The government expects a slowing of migrant growth but continued augmentation of the local-born citizen pool to a possible high-end population figure of 6.9 million by 2030. The strategy, unveiled after a year of intensive study and consultation, was cast as an unavoidable solution to the economic slowdown brought about by falling fertility rates of native-born Singaporeans.
The government's unenviable choice, as highlighted by the Minister of the Environment Vivian Balakrishnan, was one of ‘Political Suicide vs Demographic Extinction’ in his blog:
I would prefer to have a smaller population of foreigners in our Singapore but ……We are facing the crisis of our lifetime. Our citizen population will halve every two generations. But that… is a ‘long’ term problem. The real emergency is not babies, but ageing. That is why the population will increase in the short term before the inevitable decrease in the long term.
Opposition politician Yee Jenn Jong from the Worker's Party however argued that it was not population growth that would create a dynamic Singapore but that one needed ‘A dynamic population for a sustainable Singapore':
Madam Speaker, I am not against foreigners who wish to become Singaporean. Truly integrating them to become Singaporeans as we know Singaporeans to be, will be take time. To integrate, the foreigner has to spend substantial time here and should make genuine effort to understand our way of life and speak our language. How fast can we make that happen with adult immigrants?
Blogger Oddznns wrote that the real issue is about what Singaporeans want and the trade-offs they're prepared to make.
How do we create national identity, roots and a feeling of belonging even as we try to create a city that provide jobs, opportunity and a tax base to pay for a gentler, kinder country?
A plausible answer can only be arrived at if we go beyond the box of competitiveness and simple economic sustainability. Our best Singapore home is not just one that is economically vibrant. It has to be competitive enough for our hearts to espouse, sustainable in terms of loyalty.
The ultimate nationhood question is – What are we prepared to die for?
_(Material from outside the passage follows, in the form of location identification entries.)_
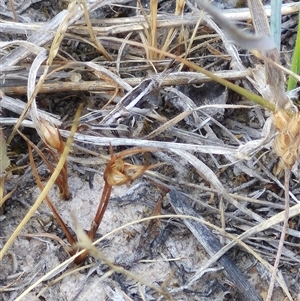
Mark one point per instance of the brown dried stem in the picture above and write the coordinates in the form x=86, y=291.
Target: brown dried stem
x=62, y=224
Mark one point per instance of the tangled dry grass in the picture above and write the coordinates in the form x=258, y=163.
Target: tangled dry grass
x=205, y=225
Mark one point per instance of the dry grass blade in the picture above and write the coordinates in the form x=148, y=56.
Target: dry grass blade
x=47, y=187
x=92, y=32
x=47, y=199
x=212, y=245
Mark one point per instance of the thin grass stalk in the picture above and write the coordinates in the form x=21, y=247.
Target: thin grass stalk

But who are the Singaporeans who will be allowed to decide? This is the question asked by another blogger, Singapore Armchair Critic, who states that ‘Holding the Singapore passport makes one an “instant citizen” but does not make one “Singaporean”:
To cite a cliché “home is where the heart is,” time has to elapse before a new migrant develops profound emotional ties – through imbibing local cultures and building a social network of family and friends – that outweigh cold, rational calculations to leave or stay in Singapore should circumstances here take a turn for the worse.
Who indeed is a Singaporean and what constitutes a Singapore Core? The question continues to be discussed around the blogosphere. Perhaps, only time will tell.
6 comments
This debate is a political ploy to divert people’s attention away from inflation in food prices, stagnant salary and unreported unemployment.
Foreigners and immigrants are already making up slightly more than half the current population of Singapore. Singapore government has already been actively converting them into Singaporeans since 1990s, without much media buzz.
We do not regard them as Singaporeans if they are not locals in the first place. The local cultures have been tarnished and many locals remain underemployed and jobless.